I should add, I was in pain every day for many years even while taking prescription medication. Turns out Tagamet was not good for GERD, but it was good for IBS, and when I switched to Omeprazole I stopped taking 1-2 pills every 4-6 hours and now only take one or two on my worst days. If he's taking lots of antacids and/or pepto, please have him eliminate that from his diet as well if he can tolerate it. Ibuprofen can also trigger stomach pain - I know this isn't diet-related, but if it goes in his mouth, he's technically eating it and it can affect his pain / discomfort levels.
posted by Unicorn on the cob at 2:47 PM on December 30, 2010


I know someone with GERD and IBS. Trigger foods are highly individual, of course, but some of the things that don't often work well for this person include:

• Tomato
• Orange juice
• Ibuprofen
• Mint
• Anything with curry in it
• Hot peppers, jalapeños, etc.

Things that are sometimes OK, sometimes not:

• Hot dogs
• Salad with dressing
• Broccoli
• Pizza
• Chips and dip
• Chips and salsa
• Pasta with tomato sauce
• Low-acid orange juice
• Pomegranate juice
• Cranberry juice
• Hamburgers
• Heavily fried food
• Heavily spiced Indian food
• Highly acidic salad dressing
• Vodka
• Tonic
• Lemon anything
• Beer
• Most fast food

Things that are generally OK:

• Cheese and crackers
• Carrots
• Grilled cheese
• Lean Pockets
• Cereal with milk
• Quaker Oats granola bars
• Chicken
• Bread with I Can't Believe It's Not Butter
• Deli-meat sandwiches
• Pie
• Mustard
• Stuff with garlic in it
• Grapes
• Raspberries
• Blackberries
• Apples
• Salt and pepper
• Uncle Ben's Chicken-Flavored Rice
• Stubb's Chicken Marinade
• Spinach
• Pasta alfredo
• Peanuts
• Dried fruit
• Fruit leather
• Eggs
• Olive oil

And then there's Tums, which can be good in moderation, but can cause problems with excessive use—like Unicorn on the cob points out, some "antacids" can actually make acid problems worse for people with GERD.

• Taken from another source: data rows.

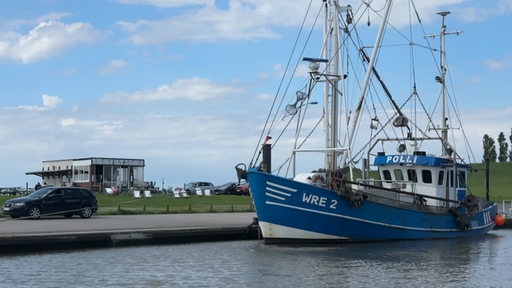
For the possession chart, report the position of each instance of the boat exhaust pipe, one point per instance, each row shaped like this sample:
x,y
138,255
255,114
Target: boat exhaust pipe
x,y
267,158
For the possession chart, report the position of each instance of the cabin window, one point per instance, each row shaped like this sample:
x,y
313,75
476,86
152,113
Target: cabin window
x,y
426,175
387,175
440,180
399,175
411,174
462,179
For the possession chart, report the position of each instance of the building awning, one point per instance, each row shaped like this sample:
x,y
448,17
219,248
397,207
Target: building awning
x,y
62,172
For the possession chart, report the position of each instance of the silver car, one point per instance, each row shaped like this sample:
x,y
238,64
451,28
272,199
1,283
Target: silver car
x,y
199,188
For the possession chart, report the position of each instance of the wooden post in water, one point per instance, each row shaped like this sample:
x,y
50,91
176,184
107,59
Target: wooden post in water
x,y
267,158
487,176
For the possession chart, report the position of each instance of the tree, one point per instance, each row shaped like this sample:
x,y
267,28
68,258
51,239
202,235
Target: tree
x,y
489,149
510,152
503,146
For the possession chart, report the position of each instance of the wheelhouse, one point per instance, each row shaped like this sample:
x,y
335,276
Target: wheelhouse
x,y
434,176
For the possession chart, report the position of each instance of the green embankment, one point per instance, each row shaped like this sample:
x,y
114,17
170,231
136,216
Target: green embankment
x,y
500,181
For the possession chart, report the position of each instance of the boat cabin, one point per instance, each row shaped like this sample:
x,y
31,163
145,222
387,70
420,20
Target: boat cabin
x,y
433,176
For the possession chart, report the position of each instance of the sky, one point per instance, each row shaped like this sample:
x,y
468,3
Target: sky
x,y
186,84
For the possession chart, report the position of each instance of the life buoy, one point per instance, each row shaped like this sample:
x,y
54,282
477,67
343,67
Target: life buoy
x,y
318,179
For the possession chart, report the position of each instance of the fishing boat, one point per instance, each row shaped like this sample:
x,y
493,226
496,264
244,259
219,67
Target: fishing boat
x,y
381,174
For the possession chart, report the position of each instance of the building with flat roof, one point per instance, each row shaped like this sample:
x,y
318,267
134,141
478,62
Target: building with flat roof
x,y
93,173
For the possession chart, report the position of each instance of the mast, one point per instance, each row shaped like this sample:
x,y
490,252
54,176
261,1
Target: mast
x,y
330,51
444,119
446,150
369,71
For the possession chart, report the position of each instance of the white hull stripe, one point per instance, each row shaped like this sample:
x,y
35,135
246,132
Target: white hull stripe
x,y
368,221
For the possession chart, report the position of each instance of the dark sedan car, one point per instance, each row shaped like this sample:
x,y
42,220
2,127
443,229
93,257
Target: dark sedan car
x,y
67,201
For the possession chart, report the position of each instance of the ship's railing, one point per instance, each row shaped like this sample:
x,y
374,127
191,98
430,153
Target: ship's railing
x,y
396,194
505,207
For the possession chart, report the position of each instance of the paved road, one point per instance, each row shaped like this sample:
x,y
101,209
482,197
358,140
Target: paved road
x,y
15,227
114,230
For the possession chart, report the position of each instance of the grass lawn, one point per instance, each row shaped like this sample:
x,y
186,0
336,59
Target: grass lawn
x,y
500,189
163,203
500,180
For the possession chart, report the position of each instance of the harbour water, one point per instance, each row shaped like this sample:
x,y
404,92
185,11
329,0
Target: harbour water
x,y
483,262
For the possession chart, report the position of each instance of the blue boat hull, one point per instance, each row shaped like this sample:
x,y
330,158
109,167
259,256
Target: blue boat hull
x,y
292,211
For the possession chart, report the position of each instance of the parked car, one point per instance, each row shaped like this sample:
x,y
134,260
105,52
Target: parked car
x,y
226,189
199,187
242,189
67,201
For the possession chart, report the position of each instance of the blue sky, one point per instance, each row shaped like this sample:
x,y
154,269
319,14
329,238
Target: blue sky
x,y
186,84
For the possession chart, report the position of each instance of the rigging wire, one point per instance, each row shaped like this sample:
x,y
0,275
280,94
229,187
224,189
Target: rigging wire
x,y
256,153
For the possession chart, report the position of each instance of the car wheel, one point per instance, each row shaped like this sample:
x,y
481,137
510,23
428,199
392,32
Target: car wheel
x,y
86,212
34,212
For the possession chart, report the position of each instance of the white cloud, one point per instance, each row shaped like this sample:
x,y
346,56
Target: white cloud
x,y
113,66
47,39
195,89
49,103
167,3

Look at the lists starting on p. 188 and p. 62 of this book on Amazon to see more foods that are common triggers, along with their respective pHs. (You should be able to see those pages and a few others via the Look Inside! feature.)
posted by limeonaire at 5:08 PM on December 30, 2010


Oh oh oh—forgot two other completely forbidden foods for this person: Grapefruit and pineapple. Heh. That's how rarely those foods ever even come up in conversation, I guess.

Bananas are OK; iced tea seems fine; the occasional Cherry Coke or Arizona green tea with ginseng isn't problematic. And this person drinks coffee every day, despite warnings to the contrary.

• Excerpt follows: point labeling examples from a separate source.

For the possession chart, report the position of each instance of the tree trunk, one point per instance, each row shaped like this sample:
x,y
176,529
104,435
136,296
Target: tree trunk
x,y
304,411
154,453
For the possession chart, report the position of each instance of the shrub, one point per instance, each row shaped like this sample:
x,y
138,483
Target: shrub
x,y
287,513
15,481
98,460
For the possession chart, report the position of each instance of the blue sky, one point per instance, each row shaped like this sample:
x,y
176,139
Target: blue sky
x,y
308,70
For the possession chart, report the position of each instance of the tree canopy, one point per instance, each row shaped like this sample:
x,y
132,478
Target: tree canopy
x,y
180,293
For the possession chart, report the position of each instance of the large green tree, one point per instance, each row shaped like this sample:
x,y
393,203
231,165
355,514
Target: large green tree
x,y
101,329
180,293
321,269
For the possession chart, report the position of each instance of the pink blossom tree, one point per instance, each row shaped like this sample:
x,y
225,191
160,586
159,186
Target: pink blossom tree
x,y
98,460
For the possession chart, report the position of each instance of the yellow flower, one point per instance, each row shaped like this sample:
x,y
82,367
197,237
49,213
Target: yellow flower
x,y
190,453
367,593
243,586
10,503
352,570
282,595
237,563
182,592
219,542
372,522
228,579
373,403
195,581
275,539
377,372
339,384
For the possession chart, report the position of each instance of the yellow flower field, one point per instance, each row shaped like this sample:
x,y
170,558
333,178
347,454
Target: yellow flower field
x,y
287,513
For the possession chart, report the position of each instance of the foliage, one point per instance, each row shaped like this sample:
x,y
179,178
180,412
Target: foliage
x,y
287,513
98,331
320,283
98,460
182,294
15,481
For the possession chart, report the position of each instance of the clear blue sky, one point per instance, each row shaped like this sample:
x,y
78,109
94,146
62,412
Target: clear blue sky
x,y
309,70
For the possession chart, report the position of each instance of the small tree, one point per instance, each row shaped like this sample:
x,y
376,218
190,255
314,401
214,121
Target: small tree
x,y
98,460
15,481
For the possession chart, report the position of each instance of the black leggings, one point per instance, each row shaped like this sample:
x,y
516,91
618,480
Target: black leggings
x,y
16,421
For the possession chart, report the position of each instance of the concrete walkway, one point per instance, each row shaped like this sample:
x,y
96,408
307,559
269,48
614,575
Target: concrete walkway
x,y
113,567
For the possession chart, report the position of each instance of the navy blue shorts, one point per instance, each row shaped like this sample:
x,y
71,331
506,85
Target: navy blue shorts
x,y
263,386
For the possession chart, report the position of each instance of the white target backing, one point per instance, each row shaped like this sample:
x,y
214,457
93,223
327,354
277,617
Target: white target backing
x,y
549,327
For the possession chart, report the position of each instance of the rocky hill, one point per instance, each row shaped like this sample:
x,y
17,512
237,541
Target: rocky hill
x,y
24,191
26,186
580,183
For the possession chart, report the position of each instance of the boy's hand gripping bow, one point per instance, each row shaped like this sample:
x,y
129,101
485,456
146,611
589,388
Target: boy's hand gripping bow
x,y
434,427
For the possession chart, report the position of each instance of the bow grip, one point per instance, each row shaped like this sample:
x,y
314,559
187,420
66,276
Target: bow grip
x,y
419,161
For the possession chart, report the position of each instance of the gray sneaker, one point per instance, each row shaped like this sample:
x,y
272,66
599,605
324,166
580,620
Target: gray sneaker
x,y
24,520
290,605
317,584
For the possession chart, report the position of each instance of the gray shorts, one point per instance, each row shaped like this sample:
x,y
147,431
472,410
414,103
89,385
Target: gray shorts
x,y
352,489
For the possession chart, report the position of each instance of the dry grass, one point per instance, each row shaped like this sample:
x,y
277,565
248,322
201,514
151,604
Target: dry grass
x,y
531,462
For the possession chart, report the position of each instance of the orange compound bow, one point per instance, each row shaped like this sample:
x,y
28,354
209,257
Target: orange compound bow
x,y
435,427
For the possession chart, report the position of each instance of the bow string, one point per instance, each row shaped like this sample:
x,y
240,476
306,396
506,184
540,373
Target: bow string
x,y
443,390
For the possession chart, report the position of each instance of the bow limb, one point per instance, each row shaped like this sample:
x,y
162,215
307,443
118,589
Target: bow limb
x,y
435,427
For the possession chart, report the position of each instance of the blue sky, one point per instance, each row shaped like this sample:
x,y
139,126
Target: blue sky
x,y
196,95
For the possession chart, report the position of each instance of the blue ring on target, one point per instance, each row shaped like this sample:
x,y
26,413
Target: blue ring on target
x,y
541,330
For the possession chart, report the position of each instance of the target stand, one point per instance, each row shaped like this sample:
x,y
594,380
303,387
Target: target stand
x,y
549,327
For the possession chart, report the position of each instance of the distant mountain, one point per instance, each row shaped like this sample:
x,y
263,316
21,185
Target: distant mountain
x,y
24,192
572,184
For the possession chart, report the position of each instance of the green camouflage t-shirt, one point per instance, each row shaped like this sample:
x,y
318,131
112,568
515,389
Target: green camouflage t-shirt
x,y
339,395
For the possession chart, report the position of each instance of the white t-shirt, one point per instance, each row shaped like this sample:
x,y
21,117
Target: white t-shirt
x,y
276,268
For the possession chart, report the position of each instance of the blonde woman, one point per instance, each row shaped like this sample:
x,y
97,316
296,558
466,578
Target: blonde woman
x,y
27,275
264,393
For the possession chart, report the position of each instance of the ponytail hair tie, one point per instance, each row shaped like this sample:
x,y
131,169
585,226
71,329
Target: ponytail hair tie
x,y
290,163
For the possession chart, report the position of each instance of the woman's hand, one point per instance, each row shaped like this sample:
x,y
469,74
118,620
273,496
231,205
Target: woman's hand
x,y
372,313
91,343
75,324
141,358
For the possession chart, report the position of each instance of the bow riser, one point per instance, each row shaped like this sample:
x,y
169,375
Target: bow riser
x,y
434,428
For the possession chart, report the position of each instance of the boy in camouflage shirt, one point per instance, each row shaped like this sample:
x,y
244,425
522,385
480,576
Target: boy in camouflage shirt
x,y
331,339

All of that said, this person is also on meds for GERD. So that may influence which of these foods work OK, too.
posted by limeonaire at 5:13 PM on December 30, 2010


If it's low-fat, I think he'll want to just be really strategic about when he uses it -- so if he can use small amounts of butter, it should be wherever he'll enjoy it most.

Is parmesan cheese okay? If so, that will help a lot and make risotto an option.

Lots of soups can be made creamy through pureeing instead of through heavy cream, and that's usually what I do anyway. So potato soup, maybe carrot soup.

I'm sure he's sick of them already but poached eggs are great and you can also throw them on a salad. There are some sauces that are egg-based, too, there's a Greek one that I think is mainly bread and pureed hard cooked egg and water. I think with lemon. Is citrus okay in small amounts? It would be good on vegetables.

Looking at some Vegan cookbooks might help with ideas, but he'll want to look for ones that really focus on deliciousness. The Millenium cookbook is good.

I wonder if he could do some interesting things with wonton wrappers, some kind of steamed dumpling with some vegetables.